Il n’y a aucun doute sur la volonté des Américains de ramener le président Saïed «sur la voie de la démocratie, du pluralisme et des droits de l’homme», en l’invitant en particulier à être «inclusif», c’est-à-dire à s’ouvrir à tous les partis sans exclusive, y compris, bien sûr, les islamistes d’Ennahdha.
Les Américains font bizarrement la sourde oreille sur le bilan politique, économique et social catastrophique des islamistes, feignant aussi d’oublier qu’ils ont perdu toute crédibilité en Tunisie et qu’ils sont rejetés par 80 % du peuple tunisien.
La nature des rencontres effectuées par les officiels américains en Tunisie témoignent également de leur volonté d’accroître les pressions sur le président, parer à temps à tout imprévu, maintenir la Tunisie à tout prix dans le giron américain et saper toute velléité de rapprochement ou d’alliance que le chef de l’Etat pourrait manifester en direction d’autres superpuissances comme la Chine ou même la Russie.
Ces rencontres témoignent surtout des préoccupations sérieuses de l’establishment US sur la stabilité politique et sociale en Tunisie, malheureusement de plus en plus fragile et chancelante, sur son évolution politique et sociale, tout comme sur la crise multidimensionnelle chronique que vit le pays.
L’inquiétude des Américains est d’autant plus réelle que notre pays subit directement les conséquences des crises politiques graves qui secouent la région maghrébine particulièrement trouble, dans un contexte extrêmement fragile et compliqué marqué par la reprise des hostilités en Libye et l’exacerbation des tensions entre l’Algérie et le Maroc sur la question du Sahara Occidental et les relations avec Israël.
Il est aujourd’hui clair que les États-Unis veulent se fixer de la manière la plus précise possible sur les réalités sur le terrain en Tunisie, connaître le poids réel de chaque parti, prendre le pouls de la rue à l’orée d’une rentrée politique et sociale qui s’annonce très difficile, les Tunisiens se débattant dans des difficultés économiques et financières énormes et ne sachant plus à quel saint se vouer!
Les projets de Kaïs Saïed inquiètent Washington
Tout porte à penser que les Américains veulent se déterminer quant aux projets que le président de la république nourrit à court et moyen termes pour le pays, projets qui rencontrent une vive opposition de la part de nombreuses forces politiques sur le terrain, notamment le Parti destourien libre (PDL), l’Union générale tunisienne du travail (UGTT) et la plupart des organisations de la société civile.

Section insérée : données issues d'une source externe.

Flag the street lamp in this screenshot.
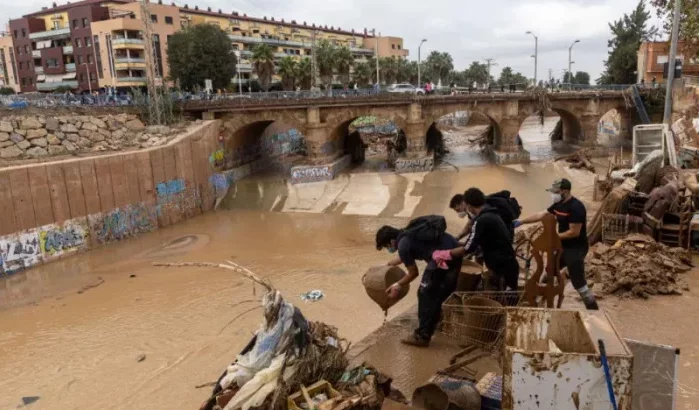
[568,40,580,88]
[417,38,427,88]
[525,31,539,87]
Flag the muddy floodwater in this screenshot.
[0,120,699,410]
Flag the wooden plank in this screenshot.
[80,159,102,215]
[122,154,141,204]
[27,165,56,226]
[62,161,87,218]
[95,157,116,212]
[0,171,20,235]
[136,152,155,204]
[46,164,70,223]
[9,167,36,230]
[109,155,129,208]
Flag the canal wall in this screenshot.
[0,121,221,274]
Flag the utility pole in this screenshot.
[485,58,498,88]
[417,38,427,88]
[140,0,165,125]
[526,31,539,87]
[568,40,580,90]
[663,0,682,125]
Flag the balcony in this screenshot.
[36,81,78,91]
[29,27,70,40]
[228,34,310,47]
[117,77,146,84]
[112,38,144,49]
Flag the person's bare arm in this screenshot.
[558,224,582,239]
[519,211,549,225]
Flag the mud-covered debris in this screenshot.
[585,235,692,298]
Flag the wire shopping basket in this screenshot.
[441,291,525,351]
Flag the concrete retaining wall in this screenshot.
[0,121,220,274]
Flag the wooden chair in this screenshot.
[658,190,693,248]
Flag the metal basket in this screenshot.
[441,291,525,351]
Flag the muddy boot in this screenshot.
[400,333,430,347]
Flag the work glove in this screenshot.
[432,249,452,269]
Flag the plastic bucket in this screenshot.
[362,266,410,310]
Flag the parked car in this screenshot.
[388,84,425,94]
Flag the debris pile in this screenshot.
[554,150,595,172]
[586,234,692,298]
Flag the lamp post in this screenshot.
[525,31,539,87]
[568,40,580,89]
[417,38,427,88]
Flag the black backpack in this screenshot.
[403,215,447,242]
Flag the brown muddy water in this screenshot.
[0,121,699,410]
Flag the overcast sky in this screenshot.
[0,0,668,81]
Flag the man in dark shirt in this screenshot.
[432,188,519,290]
[376,219,462,347]
[514,179,599,310]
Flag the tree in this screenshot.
[464,61,489,85]
[167,24,236,90]
[252,44,274,91]
[296,57,313,90]
[573,71,590,85]
[354,63,376,88]
[650,0,699,59]
[424,51,454,82]
[277,56,298,91]
[597,0,657,84]
[335,47,354,85]
[316,39,337,90]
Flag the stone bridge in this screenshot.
[183,91,632,164]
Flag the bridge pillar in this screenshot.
[491,117,529,165]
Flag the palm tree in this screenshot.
[277,56,298,91]
[296,57,313,90]
[354,63,376,88]
[316,39,337,90]
[335,47,354,84]
[252,44,274,91]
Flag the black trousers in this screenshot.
[561,247,589,290]
[415,259,463,340]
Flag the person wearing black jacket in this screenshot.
[432,188,519,290]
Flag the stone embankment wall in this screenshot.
[0,114,182,160]
[0,120,220,274]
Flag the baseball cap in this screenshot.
[547,178,572,193]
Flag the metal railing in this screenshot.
[29,27,70,40]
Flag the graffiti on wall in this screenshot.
[88,203,158,244]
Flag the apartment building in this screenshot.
[637,41,699,84]
[5,0,408,92]
[0,32,20,92]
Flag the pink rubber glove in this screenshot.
[432,250,451,269]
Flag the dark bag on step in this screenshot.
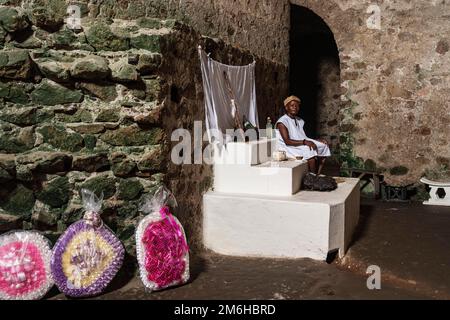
[303,173,337,191]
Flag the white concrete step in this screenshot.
[214,160,308,196]
[213,137,277,166]
[203,178,360,260]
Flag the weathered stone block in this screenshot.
[0,212,22,232]
[81,174,116,199]
[0,82,29,104]
[111,152,136,177]
[86,22,129,51]
[137,53,161,76]
[133,108,161,125]
[95,108,120,122]
[0,6,29,32]
[80,83,117,102]
[111,59,139,82]
[100,126,164,146]
[0,127,35,153]
[137,146,165,171]
[117,179,144,200]
[70,55,111,81]
[16,151,72,173]
[36,177,70,208]
[0,184,35,220]
[0,49,31,80]
[0,107,52,126]
[130,34,161,52]
[38,125,84,152]
[30,5,65,32]
[72,153,110,172]
[144,79,161,101]
[67,123,105,134]
[136,17,162,29]
[34,58,70,82]
[56,109,93,123]
[84,134,97,150]
[31,79,83,106]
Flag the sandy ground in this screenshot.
[44,201,450,300]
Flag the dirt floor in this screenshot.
[48,200,450,300]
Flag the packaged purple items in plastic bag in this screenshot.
[136,187,189,291]
[0,231,53,300]
[51,189,125,297]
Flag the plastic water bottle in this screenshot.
[266,117,274,139]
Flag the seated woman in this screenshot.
[276,96,331,174]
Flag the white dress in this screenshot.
[275,114,331,160]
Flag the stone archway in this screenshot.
[289,4,340,152]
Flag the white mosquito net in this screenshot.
[198,47,259,143]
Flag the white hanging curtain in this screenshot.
[198,47,259,143]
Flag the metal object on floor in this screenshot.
[341,168,383,199]
[381,183,411,201]
[420,177,450,206]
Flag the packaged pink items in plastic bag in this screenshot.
[136,186,189,291]
[0,231,53,300]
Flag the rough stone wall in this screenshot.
[116,0,450,185]
[0,0,285,254]
[292,0,450,185]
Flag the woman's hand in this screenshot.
[317,139,328,145]
[305,140,317,151]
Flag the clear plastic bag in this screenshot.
[51,189,125,297]
[136,186,189,291]
[0,230,54,300]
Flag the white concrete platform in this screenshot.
[214,160,308,196]
[214,137,277,166]
[203,178,360,260]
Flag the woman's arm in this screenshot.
[277,122,317,150]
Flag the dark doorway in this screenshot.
[289,5,340,141]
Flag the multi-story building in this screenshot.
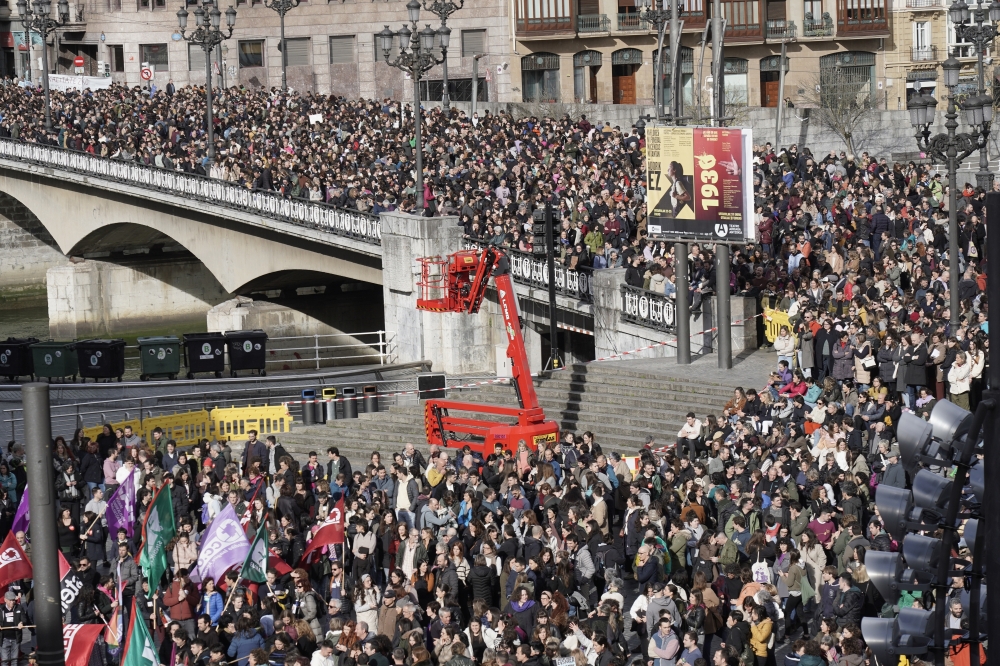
[0,0,512,101]
[512,0,892,111]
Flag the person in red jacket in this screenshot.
[163,569,200,636]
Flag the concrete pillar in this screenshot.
[382,212,500,374]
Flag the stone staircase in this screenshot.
[282,363,732,463]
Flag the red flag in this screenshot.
[63,624,104,666]
[299,495,344,564]
[0,531,31,586]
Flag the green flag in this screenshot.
[122,600,159,666]
[139,483,177,589]
[240,522,270,583]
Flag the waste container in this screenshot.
[76,339,125,381]
[138,335,181,381]
[0,338,38,382]
[343,386,358,419]
[302,389,316,425]
[417,372,447,400]
[31,340,80,382]
[226,330,270,376]
[184,333,226,379]
[323,388,337,421]
[313,387,326,423]
[361,386,378,414]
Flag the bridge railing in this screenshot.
[465,240,594,303]
[0,139,382,245]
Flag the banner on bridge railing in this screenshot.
[0,138,382,245]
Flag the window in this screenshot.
[110,45,125,72]
[285,37,312,66]
[188,44,219,72]
[239,39,264,69]
[139,44,169,67]
[462,30,486,58]
[330,35,354,65]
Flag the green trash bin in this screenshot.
[31,340,80,382]
[138,335,181,381]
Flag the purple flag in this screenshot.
[10,485,31,534]
[191,502,250,583]
[104,469,139,540]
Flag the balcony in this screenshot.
[514,0,576,37]
[618,12,653,32]
[576,14,611,33]
[837,0,889,38]
[766,19,795,42]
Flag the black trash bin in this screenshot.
[184,333,226,379]
[302,389,316,425]
[323,388,337,421]
[76,339,125,381]
[341,386,358,419]
[0,338,38,382]
[226,330,270,376]
[361,386,378,414]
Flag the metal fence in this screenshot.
[0,139,382,245]
[465,241,594,303]
[622,284,676,333]
[3,368,496,442]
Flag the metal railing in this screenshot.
[465,240,594,303]
[576,14,611,32]
[3,376,496,442]
[0,139,382,245]
[618,12,653,32]
[622,284,676,333]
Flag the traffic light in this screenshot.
[531,208,548,257]
[861,400,984,666]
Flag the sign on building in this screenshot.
[646,127,754,242]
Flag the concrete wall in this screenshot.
[46,260,229,340]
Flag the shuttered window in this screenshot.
[330,35,354,65]
[188,44,219,72]
[285,37,312,65]
[462,30,486,58]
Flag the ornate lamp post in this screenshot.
[264,0,299,90]
[948,0,1000,192]
[17,0,69,130]
[908,54,993,335]
[378,0,447,210]
[177,0,236,166]
[424,0,465,110]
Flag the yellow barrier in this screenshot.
[83,419,142,441]
[142,409,212,447]
[211,405,292,440]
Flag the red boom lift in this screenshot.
[417,247,559,456]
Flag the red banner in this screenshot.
[0,531,31,586]
[63,624,104,666]
[299,496,344,564]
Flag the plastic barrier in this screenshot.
[211,405,292,440]
[140,409,212,448]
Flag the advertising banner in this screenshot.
[646,127,753,242]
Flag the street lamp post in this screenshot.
[378,0,447,215]
[17,0,69,130]
[424,0,465,110]
[639,0,674,121]
[948,0,1000,192]
[908,53,993,335]
[264,0,299,90]
[177,0,236,166]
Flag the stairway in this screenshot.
[282,363,732,463]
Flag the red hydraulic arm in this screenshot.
[417,247,559,455]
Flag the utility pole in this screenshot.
[980,192,1000,648]
[21,382,66,666]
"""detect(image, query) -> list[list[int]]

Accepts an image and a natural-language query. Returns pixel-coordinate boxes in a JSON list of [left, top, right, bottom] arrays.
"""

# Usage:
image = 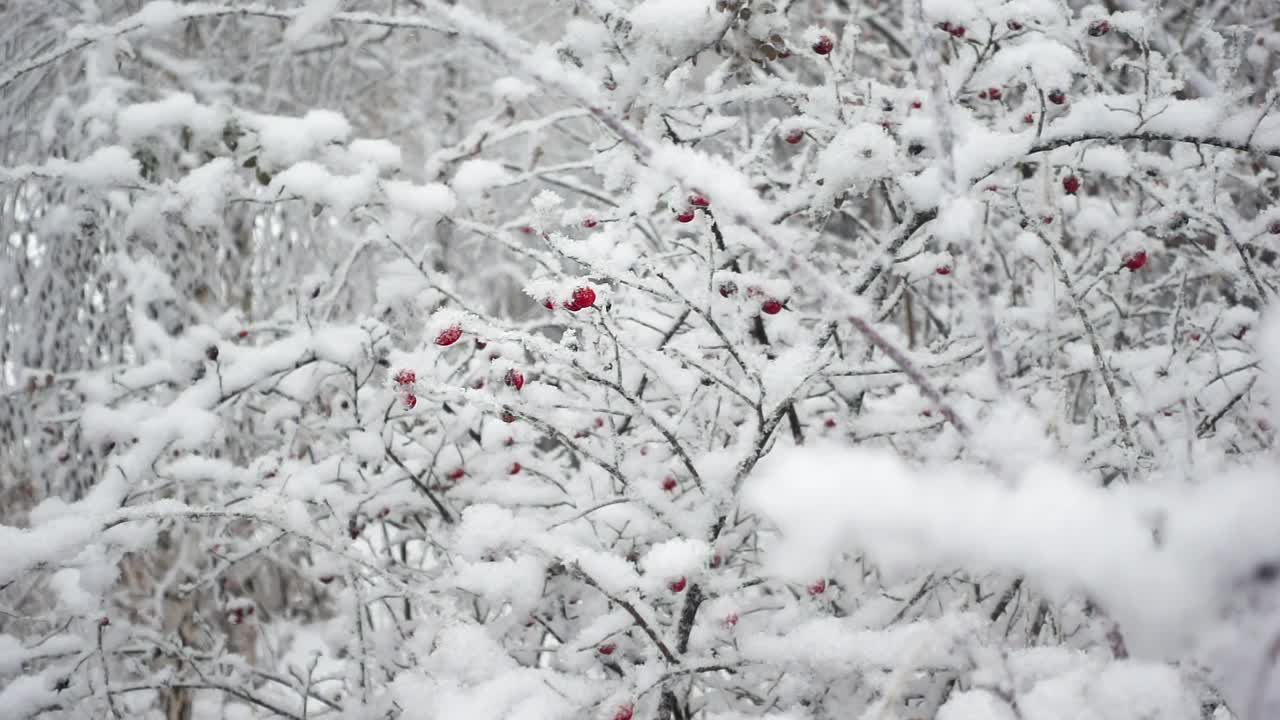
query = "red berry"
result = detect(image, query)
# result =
[[435, 324, 462, 347], [564, 287, 595, 313], [1124, 250, 1147, 272], [503, 368, 525, 391]]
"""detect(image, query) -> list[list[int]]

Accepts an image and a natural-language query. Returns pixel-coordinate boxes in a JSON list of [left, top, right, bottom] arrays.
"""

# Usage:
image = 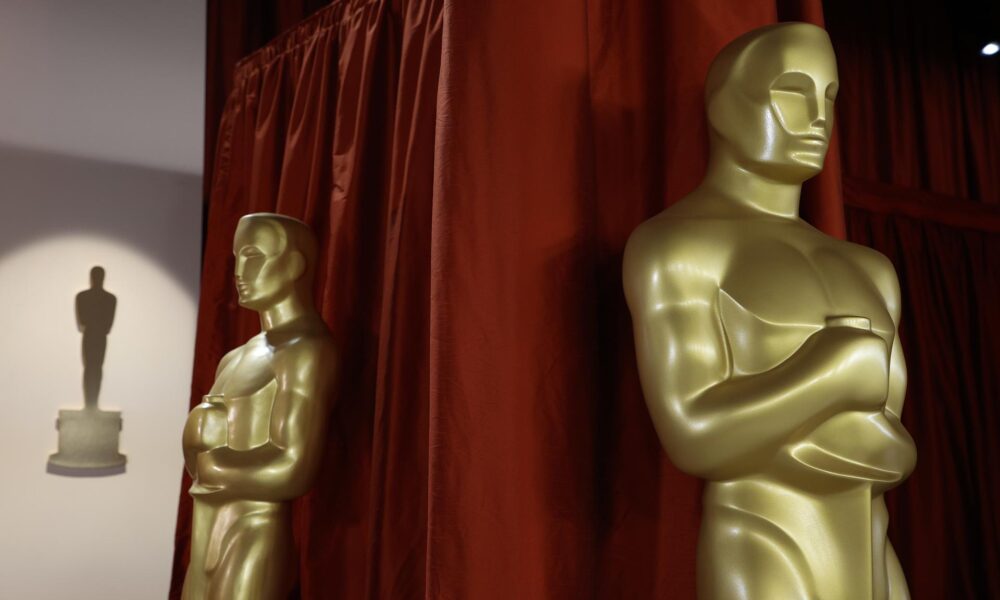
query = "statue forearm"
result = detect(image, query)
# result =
[[197, 443, 309, 502], [667, 331, 888, 478]]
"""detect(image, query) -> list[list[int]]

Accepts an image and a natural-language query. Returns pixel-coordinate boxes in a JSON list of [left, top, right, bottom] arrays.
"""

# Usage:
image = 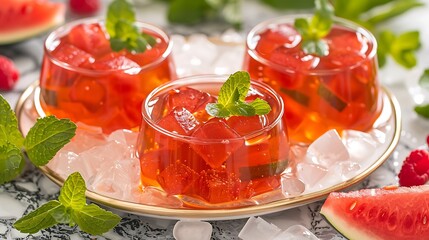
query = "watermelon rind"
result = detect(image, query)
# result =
[[320, 204, 381, 240], [0, 4, 65, 45]]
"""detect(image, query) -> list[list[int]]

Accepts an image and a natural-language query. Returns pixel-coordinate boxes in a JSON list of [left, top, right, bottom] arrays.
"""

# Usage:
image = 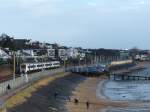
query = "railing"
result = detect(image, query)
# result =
[[0, 69, 63, 96]]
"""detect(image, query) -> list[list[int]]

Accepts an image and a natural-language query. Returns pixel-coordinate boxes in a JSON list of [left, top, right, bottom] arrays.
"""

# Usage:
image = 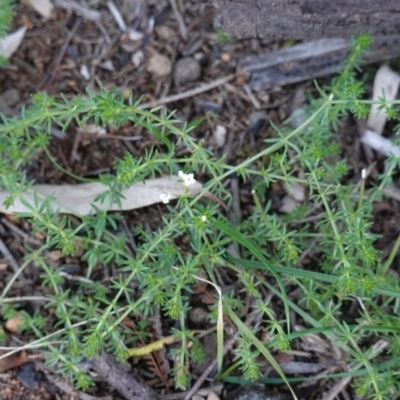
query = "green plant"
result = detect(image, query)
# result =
[[0, 32, 400, 400]]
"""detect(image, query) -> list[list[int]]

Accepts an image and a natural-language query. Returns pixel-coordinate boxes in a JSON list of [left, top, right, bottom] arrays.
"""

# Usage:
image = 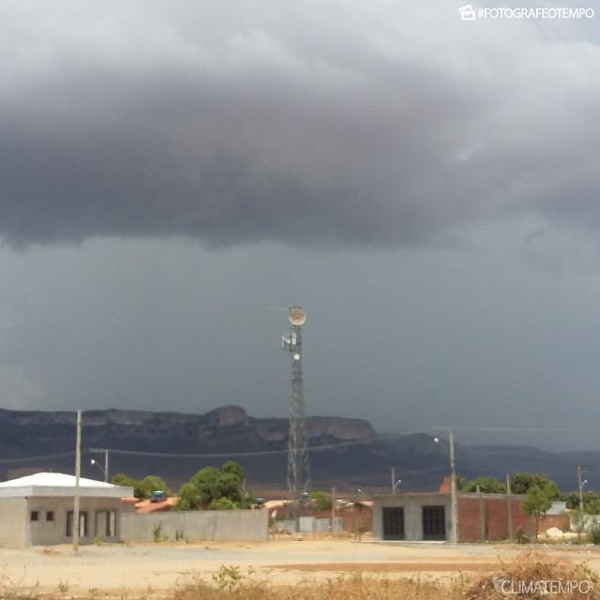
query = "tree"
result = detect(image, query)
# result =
[[112, 473, 170, 500], [510, 471, 560, 500], [184, 460, 247, 510], [522, 485, 552, 542], [174, 481, 202, 510], [462, 477, 506, 494], [190, 467, 219, 508], [208, 497, 237, 510]]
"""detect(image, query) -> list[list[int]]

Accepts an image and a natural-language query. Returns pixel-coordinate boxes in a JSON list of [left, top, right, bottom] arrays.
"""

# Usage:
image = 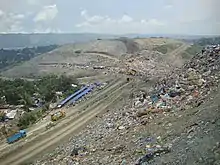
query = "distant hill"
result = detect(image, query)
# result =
[[0, 33, 117, 49], [0, 33, 218, 49]]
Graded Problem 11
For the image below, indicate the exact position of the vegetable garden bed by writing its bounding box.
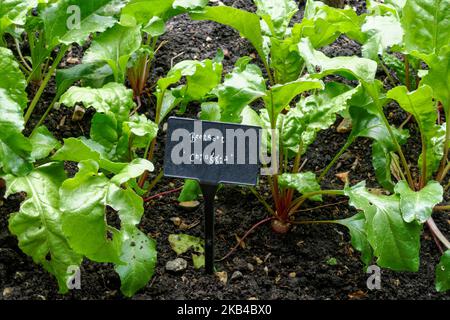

La stabilité de la Tunisie est une affaire majeure à laquelle les Etats-Unis tiennent énormément pour la préservation de leurs intérêts dans la région. Dans ce cadre, il vaut mieux qu’ils mettent leurs actes en conformité avec leurs discours et soutiennent massivement la Tunisie pour l’aider à relever les défis et non pas se contenter de faire la leçon en matière de démocratie et de droits humains !
Certes, la stabilité de la Tunisie revêt une importance particulière pour eux. Ils sont visiblement inquiétés par les tensions politiques graves et les transformations stratégiques au Maghreb en relation avec plusieurs questions notamment l’ascension de l’Algérie, nouvelle puissance gazière, ses relations avec la Chine et la Russie, ses tensions avec le Maroc, allié majeur des États-Unis.
Bref, les États-Unis veulent visiblement assurer leur présence stratégique en Afrique du Nord et y contenir l’influence russe et chinoise
Les communiqués publiés par la Tunisie et par les États-Unis au terme de ces visites, souvent truffés de sous-entendus, cachent mal le fait que chacune des deux parties privilégie ses vues et son approche de la situation.
Vraisemblablement pas très convaincus des professions de foi du président Saïed, les États-Unis martèlent chaque fois leur attachement aux droits de l’homme, aux libertés, à la démocratie inclusive qui n’écarte aucune force politique des prochaines échéances politiques.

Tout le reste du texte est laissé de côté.